Rondonia registra piores indicadores e custo de vida em alta
Guerras externas pressionam a economia e o diesel; em Rondônia, pedágios abusivos elevam custo de vida, faltam creches, saneamento e cresce a polarização.
Conflitos militares promovidos pelos Estados Unidos continuam a provocar perdas humanas, destruição de recursos naturais e impactos econômicos globais. A retórica utilizada para justificar intervenções frequentemente contrasta com os resultados práticos: operações em países vizinhos da Amazônia e no Oriente Médio têm efeitos indiretos que chegam ao Brasil, por exemplo, elevando o preço de combustíveis e afetando regiões rurais e urbanas.
No contexto regional, ações recentes na Venezuela e tensões com o Irã ilustram a disparidade entre os objetivos declarados e os desdobramentos reais. Medidas externas que visam mudanças de regime ou impedir programas nucleares geram custos elevados e incertezas, enquanto problemas estruturais como a produção de energia alternativa na Amazônia permanecem como soluções de médio a longo prazo.
Em Rondônia, indicadores sociais e de segurança preocupam autoridades e população. O estado aparece com níveis elevados de feminicídio, ocorrências de violência em conflitos por terra e déficits em saneamento básico, incluindo abastecimento de água e coleta de esgoto. Porto Velho figura entre as três capitais com pior cobertura de educação infantil, e a escassez de creches é reclamação recorrente entre mulheres trabalhadoras.
Especialistas e lideranças locais apontam a existência de creches abandonadas ou inacabadas na capital que poderiam ser revitalizadas para ampliar vagas. Há apelos por ações coordenadas entre os governos municipal, estadual e federal para enfrentar a carência de infraestrutura educacional infantil nos próximos anos.

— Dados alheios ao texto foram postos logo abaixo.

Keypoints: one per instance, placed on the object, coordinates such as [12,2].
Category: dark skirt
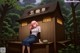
[29,40]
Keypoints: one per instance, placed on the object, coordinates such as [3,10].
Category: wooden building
[51,21]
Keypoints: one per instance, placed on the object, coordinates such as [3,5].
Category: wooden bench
[16,47]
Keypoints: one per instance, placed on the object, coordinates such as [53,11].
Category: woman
[35,30]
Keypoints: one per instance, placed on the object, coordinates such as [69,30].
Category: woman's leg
[28,49]
[23,49]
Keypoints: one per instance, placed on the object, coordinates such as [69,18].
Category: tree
[5,6]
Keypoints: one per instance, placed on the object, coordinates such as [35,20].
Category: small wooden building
[49,18]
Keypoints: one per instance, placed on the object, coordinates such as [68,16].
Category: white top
[36,30]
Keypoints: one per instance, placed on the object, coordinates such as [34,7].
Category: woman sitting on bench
[35,29]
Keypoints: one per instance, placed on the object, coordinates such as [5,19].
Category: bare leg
[23,49]
[28,49]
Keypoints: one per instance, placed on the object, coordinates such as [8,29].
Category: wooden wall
[47,29]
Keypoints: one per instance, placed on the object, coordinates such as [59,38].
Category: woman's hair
[32,23]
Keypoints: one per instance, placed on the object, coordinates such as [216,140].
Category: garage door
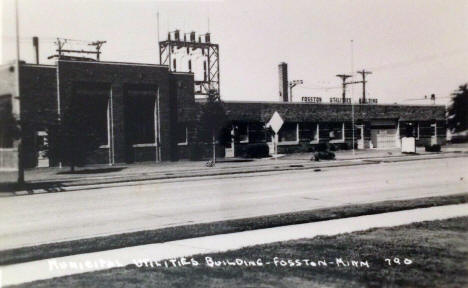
[384,138]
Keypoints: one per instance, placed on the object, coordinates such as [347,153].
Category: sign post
[276,122]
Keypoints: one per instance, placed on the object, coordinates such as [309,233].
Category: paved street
[49,268]
[44,218]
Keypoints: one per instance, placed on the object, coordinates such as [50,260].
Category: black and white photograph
[224,143]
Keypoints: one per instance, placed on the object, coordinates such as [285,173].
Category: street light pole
[20,141]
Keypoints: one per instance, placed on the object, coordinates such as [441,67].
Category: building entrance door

Críticas também recaem sobre a bancada federal de Rondônia. A inexperiência e a baixa articulação política, segundo observadores, teriam contribuído para a instalação de pedágios entre os mais caros do país e para a perda de pautas consideradas relevantes para a região, como a redução de tarifas aéreas. A percepção de atuação voltada a interesses locais restringidos alimenta a insatisfação popular, refletida em altas de preços nos supermercados e no custo de vida.
Nas primeiras sondagens eleitorais após a definição de candidaturas ao governo estadual, há uma divisão territorial clara: o senador Marcos Rogério (PL) lidera na região interiorana, onde está concentrada aproximadamente metade do eleitorado, enquanto o ex-prefeito de Porto Velho Hildon Chaves (Federação Progressista) aparece à frente na capital e na região metropolitana, que reúnem parcela significativa dos votantes.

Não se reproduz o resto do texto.